In submissions to the planning commission, Blain said the Guild property is zoned commercial, and outdoor signs are permitted as a conditional use in commercial zones. He also maintained that the use was consistent with the county’s general plan.

Blain also noted that the property to the east of the site is zoned and used for commercial activities; that there is no development near the proposed location of the signs; there are no requirements for utilities, except for possibly electrical power; and there is no economic impact to surrounding uses.

He also maintained that there is no aesthetic impact to surrounding uses; there will be no offensive odors, dust, noise, glare or pollutants; there are no adverse effects of the proposed use; and there will be no impact on health, safety or welfare of the proposed use.

Commission members asked Blain if the proposed signs are to be powered and lighted. Blain replied, “If I do put lights on them, they will be solar powered.”

The commissioners also asked Blain what he would be advertising on the billboards. Blain implied it would be whatever his clients needed. But he said he had already reached an agreement with Security National Mortgage to advertise on the signs, should they be approved.

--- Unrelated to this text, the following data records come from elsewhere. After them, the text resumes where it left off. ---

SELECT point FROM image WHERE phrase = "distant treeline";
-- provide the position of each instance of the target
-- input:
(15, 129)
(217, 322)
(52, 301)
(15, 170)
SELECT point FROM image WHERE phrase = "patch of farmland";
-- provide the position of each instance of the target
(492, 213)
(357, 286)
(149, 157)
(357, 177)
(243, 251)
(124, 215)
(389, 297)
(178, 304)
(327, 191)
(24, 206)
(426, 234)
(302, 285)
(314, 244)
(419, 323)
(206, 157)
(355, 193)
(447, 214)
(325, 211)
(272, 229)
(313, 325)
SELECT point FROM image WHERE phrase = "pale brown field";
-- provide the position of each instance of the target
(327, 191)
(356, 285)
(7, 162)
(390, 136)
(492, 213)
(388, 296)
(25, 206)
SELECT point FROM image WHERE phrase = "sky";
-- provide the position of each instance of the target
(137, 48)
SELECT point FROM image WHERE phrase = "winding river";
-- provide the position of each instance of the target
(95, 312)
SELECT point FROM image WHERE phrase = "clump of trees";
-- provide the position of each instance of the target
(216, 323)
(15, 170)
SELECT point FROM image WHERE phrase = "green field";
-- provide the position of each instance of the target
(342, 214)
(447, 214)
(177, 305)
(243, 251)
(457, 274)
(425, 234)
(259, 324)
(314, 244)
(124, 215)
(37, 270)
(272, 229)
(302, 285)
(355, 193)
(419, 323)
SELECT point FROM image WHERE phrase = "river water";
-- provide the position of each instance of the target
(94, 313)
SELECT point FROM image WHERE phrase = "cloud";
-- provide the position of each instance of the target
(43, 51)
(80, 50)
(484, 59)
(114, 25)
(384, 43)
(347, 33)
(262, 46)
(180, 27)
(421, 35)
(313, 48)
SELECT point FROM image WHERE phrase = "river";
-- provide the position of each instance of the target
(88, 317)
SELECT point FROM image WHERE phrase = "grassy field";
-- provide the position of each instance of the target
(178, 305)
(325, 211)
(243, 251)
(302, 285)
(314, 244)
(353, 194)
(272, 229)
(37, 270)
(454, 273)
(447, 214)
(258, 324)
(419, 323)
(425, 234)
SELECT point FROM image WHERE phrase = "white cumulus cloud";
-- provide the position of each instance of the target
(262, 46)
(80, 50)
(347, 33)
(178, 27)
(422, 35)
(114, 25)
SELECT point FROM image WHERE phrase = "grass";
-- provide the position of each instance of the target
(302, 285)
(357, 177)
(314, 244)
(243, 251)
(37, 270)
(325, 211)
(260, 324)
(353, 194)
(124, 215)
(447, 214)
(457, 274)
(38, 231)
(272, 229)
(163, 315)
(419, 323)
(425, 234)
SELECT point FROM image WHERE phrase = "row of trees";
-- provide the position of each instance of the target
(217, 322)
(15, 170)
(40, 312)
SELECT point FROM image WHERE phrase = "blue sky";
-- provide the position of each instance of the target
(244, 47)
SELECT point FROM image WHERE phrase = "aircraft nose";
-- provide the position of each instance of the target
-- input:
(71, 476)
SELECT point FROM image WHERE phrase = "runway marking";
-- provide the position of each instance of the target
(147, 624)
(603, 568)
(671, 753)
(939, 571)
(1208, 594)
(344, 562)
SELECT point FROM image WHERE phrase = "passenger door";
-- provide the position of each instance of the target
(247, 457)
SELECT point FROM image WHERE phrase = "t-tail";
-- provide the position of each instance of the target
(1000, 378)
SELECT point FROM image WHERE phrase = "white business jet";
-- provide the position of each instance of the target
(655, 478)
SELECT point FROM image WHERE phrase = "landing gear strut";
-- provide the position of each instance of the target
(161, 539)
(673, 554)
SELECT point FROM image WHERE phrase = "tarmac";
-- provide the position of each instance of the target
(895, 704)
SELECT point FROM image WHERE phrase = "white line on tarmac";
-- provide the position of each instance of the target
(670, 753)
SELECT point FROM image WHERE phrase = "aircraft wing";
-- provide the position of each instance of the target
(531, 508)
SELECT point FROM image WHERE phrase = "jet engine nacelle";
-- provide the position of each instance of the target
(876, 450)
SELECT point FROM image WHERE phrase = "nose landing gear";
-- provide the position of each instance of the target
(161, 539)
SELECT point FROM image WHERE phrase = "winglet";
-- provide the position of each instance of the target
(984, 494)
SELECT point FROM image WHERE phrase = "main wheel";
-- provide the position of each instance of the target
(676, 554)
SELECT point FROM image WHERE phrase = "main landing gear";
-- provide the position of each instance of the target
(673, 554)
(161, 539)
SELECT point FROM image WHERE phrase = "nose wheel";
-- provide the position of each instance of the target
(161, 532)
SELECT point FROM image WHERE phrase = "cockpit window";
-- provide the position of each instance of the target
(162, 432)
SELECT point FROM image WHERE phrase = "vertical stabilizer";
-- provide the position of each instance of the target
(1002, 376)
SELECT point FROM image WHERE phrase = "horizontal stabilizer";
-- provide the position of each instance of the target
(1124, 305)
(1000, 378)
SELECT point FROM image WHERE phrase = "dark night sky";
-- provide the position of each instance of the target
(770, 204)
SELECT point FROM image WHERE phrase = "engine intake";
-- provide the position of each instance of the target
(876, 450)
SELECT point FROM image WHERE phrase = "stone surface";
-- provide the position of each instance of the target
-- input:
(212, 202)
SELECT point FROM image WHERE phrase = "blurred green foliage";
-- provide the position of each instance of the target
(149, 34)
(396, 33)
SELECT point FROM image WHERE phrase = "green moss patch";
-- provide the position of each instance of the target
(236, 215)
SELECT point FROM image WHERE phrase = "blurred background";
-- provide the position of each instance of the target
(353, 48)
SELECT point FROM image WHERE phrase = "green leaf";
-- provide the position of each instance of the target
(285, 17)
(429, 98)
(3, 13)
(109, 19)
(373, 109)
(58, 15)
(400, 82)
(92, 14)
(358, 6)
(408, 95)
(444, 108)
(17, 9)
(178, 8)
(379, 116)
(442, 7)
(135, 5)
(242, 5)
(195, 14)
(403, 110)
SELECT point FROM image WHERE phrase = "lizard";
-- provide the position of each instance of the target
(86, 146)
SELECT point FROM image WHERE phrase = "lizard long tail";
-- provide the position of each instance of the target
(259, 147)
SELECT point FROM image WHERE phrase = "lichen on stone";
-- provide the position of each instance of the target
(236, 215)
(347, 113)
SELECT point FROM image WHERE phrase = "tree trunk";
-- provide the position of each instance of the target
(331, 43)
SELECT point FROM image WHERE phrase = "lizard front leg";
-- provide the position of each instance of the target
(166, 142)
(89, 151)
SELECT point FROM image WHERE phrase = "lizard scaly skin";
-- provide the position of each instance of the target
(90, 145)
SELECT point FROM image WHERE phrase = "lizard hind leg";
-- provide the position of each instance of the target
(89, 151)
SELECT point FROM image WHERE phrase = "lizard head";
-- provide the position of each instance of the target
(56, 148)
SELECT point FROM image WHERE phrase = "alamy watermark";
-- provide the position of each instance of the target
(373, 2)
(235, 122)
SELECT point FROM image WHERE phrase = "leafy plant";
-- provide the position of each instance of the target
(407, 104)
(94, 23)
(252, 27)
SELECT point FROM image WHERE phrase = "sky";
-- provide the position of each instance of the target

Gunnison City Councilman Blane Jensen was at the meeting representing the Gunnison City Council. “Our opposition is a reflection of conversations with Gunnison residents,” Jensen said.  “Those who did speak with me unanimously expressed opposition to the project. I am not sure we can effect an official position, but with the people we have talked to, it’s an aesthetic thing.”

Blain replied by saying he had an agreement with the property owner Thomas Guild that he had to keep the billboards in good working and good looking condition.

The Planning and Zoning Commission, along with Scott Olsen, county zoning administrator, said it appeared that the proposal complied with existing zoning, and Blain had met all requirements for a conditional use permit.

A motion for approval passed unanimously. Blain was advised he also needed to get approval from  the Utah Department of Transportation. And he was admonished not to advertse anything offensive.

“For the good folks of Gunnison, please keep it tasteful,” Olsen, the zoning administrator,  said.

When contacted for a follow-up statement, Jensen said, “Gunnison City understands that all we were there for was to relay the feelings of our community to the County Planning and Zoning Commission. We are grateful they allowed us to express the feelings of our citizens but also understand that the commission is bound by its rules, and since the project met those, we also understood why it passed.”